Armstrong Co-op delivers new tools for trades students

By Public Affairs | March 27, 2019
           

Okanagan College Media Release

A co-operative that has a nearly 100-year history in the community is supporting the next generation of skilled trades workers with a donation of new tools to Okanagan College Vernon campus.

Armstrong Regional Cooperative has donated $5,000 to the new Trades Training Centre to purchase state-of-the-art tools for the students in the more than seven programs offered in the new Centre.

“A big part of our business model is supporting the community,” explains Jason Keis, Armstrong Regional Cooperative Marketing and Sales Manager. “We were excited to invest in students entering the trades, especially as the trades are so connected to our business.”

Armstrong Co-op operates gas and convenience stores in Vernon, Salmon Arm and Armstrong as well as cardlock fueling stations. The company also offers fuel delivery within the Okanagan-Shuswap and many of those deliveries are to contractors and construction sites.

The donated tools were delivered on a pallet and unveiled to students who responded with a round of applause. The new equipment ranged from air-powered nail guns to welding helmets, electric sanders and socket sets.

“We have a beautiful new trades facility and this donation means our students will have access to the very latest tools as well, so they’re training on the same equipment they’ll encounter when they step out onto the jobsite,” says Steve Moores, Dean of Trades at Okanagan College.

“We’re grateful to the Armstrong Regional Cooperative for supporting students – it sends a message to them that local employers believe in them and want to see them be successful in their chosen trades.”

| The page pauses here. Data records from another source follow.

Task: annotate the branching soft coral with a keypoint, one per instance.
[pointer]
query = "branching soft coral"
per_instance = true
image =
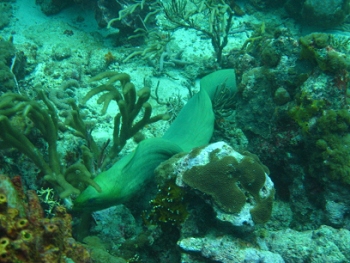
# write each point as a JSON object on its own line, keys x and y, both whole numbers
{"x": 43, "y": 116}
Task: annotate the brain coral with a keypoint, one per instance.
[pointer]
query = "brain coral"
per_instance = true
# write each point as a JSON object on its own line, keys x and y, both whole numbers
{"x": 238, "y": 184}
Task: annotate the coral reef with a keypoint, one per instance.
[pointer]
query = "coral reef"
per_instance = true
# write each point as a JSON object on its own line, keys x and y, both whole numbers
{"x": 65, "y": 180}
{"x": 27, "y": 236}
{"x": 130, "y": 103}
{"x": 238, "y": 185}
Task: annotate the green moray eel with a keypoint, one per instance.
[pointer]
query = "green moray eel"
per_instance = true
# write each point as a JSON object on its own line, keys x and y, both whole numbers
{"x": 192, "y": 128}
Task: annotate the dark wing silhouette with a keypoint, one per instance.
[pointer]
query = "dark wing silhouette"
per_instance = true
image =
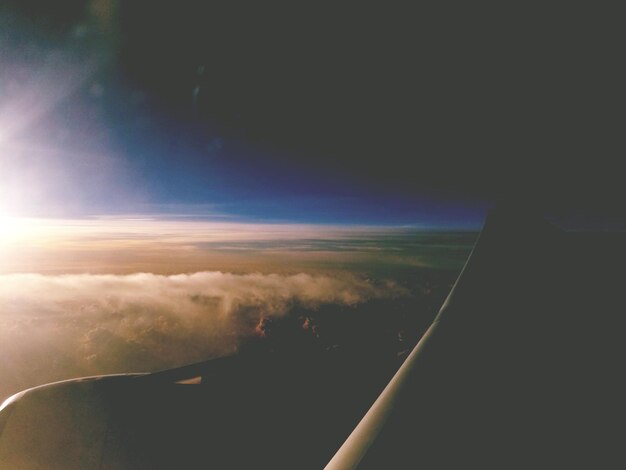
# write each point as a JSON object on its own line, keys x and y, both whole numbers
{"x": 521, "y": 367}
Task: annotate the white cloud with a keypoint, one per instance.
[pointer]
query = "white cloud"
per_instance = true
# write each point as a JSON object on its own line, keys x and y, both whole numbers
{"x": 54, "y": 327}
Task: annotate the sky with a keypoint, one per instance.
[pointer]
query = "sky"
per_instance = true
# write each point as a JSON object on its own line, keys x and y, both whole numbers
{"x": 167, "y": 167}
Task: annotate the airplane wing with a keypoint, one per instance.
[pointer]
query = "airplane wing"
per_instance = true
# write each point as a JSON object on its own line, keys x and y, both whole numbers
{"x": 521, "y": 368}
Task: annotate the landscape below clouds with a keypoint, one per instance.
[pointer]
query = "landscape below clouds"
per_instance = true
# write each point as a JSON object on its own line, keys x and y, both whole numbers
{"x": 100, "y": 297}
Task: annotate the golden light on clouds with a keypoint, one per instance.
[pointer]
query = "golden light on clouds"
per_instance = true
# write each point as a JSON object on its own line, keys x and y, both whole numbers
{"x": 142, "y": 244}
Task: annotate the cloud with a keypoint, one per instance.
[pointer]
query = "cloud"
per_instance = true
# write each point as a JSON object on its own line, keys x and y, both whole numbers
{"x": 55, "y": 327}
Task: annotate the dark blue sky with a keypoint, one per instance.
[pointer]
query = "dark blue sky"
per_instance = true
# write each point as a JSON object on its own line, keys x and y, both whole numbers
{"x": 351, "y": 116}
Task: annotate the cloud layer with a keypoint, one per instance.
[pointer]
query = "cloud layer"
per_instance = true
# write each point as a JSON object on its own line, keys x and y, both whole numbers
{"x": 54, "y": 327}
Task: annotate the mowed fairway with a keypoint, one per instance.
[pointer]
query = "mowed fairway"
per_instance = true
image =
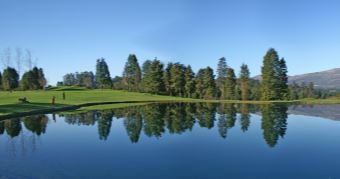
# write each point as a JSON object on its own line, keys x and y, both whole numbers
{"x": 42, "y": 99}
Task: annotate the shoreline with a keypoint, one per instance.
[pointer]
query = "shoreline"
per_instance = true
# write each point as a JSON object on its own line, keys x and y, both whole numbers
{"x": 53, "y": 109}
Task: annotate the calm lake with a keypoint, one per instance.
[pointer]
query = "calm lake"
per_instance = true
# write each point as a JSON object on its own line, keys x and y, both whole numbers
{"x": 177, "y": 140}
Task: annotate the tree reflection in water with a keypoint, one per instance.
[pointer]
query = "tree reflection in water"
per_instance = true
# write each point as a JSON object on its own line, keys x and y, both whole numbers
{"x": 155, "y": 119}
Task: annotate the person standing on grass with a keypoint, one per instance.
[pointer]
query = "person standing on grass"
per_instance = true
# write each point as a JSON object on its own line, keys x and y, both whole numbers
{"x": 53, "y": 100}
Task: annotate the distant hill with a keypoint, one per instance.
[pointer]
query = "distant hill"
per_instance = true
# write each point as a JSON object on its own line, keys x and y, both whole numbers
{"x": 329, "y": 79}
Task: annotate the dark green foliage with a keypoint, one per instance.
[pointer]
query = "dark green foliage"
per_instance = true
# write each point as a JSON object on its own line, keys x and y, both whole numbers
{"x": 189, "y": 77}
{"x": 0, "y": 81}
{"x": 244, "y": 82}
{"x": 245, "y": 117}
{"x": 282, "y": 82}
{"x": 13, "y": 127}
{"x": 230, "y": 90}
{"x": 274, "y": 122}
{"x": 132, "y": 74}
{"x": 174, "y": 79}
{"x": 209, "y": 84}
{"x": 177, "y": 80}
{"x": 83, "y": 79}
{"x": 205, "y": 84}
{"x": 167, "y": 79}
{"x": 274, "y": 77}
{"x": 255, "y": 89}
{"x": 2, "y": 127}
{"x": 199, "y": 84}
{"x": 145, "y": 67}
{"x": 86, "y": 79}
{"x": 33, "y": 79}
{"x": 117, "y": 83}
{"x": 10, "y": 79}
{"x": 221, "y": 77}
{"x": 104, "y": 124}
{"x": 153, "y": 78}
{"x": 103, "y": 78}
{"x": 36, "y": 124}
{"x": 41, "y": 78}
{"x": 29, "y": 81}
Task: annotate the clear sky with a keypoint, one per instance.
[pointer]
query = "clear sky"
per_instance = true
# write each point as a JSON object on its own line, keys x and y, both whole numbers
{"x": 69, "y": 35}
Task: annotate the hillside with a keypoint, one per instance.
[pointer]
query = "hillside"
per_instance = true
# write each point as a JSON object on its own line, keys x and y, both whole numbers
{"x": 325, "y": 79}
{"x": 329, "y": 79}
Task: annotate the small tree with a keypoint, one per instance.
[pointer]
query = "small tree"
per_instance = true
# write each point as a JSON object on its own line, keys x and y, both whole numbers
{"x": 132, "y": 73}
{"x": 0, "y": 81}
{"x": 244, "y": 82}
{"x": 230, "y": 84}
{"x": 103, "y": 78}
{"x": 221, "y": 77}
{"x": 189, "y": 77}
{"x": 209, "y": 84}
{"x": 10, "y": 79}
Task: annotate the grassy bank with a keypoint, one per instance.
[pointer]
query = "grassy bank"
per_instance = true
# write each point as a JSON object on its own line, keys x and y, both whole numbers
{"x": 41, "y": 100}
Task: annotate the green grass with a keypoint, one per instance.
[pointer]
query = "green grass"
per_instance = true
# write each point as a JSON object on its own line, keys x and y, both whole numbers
{"x": 42, "y": 99}
{"x": 76, "y": 96}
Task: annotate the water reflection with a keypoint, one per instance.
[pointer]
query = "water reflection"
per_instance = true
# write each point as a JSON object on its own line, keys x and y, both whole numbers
{"x": 156, "y": 119}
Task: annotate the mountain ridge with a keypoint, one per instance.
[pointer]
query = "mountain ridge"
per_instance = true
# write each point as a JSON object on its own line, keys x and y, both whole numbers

Armstrong Regional Cooperative has a long history of supporting community through annual donations to a number of different organizations and community events. As a co-operative, the Armstrong Co-op is owned by its members who as owners, share in the co-op’s profits. Last year, the co-op returned just over $3.7 million in cash and equity to its 17,500 members.

“If you are not buying from a co-op, the money may be going somewhere else and not back to your community,” says Keis. “When you buy from your local co-operative, you’re truly supporting your community.”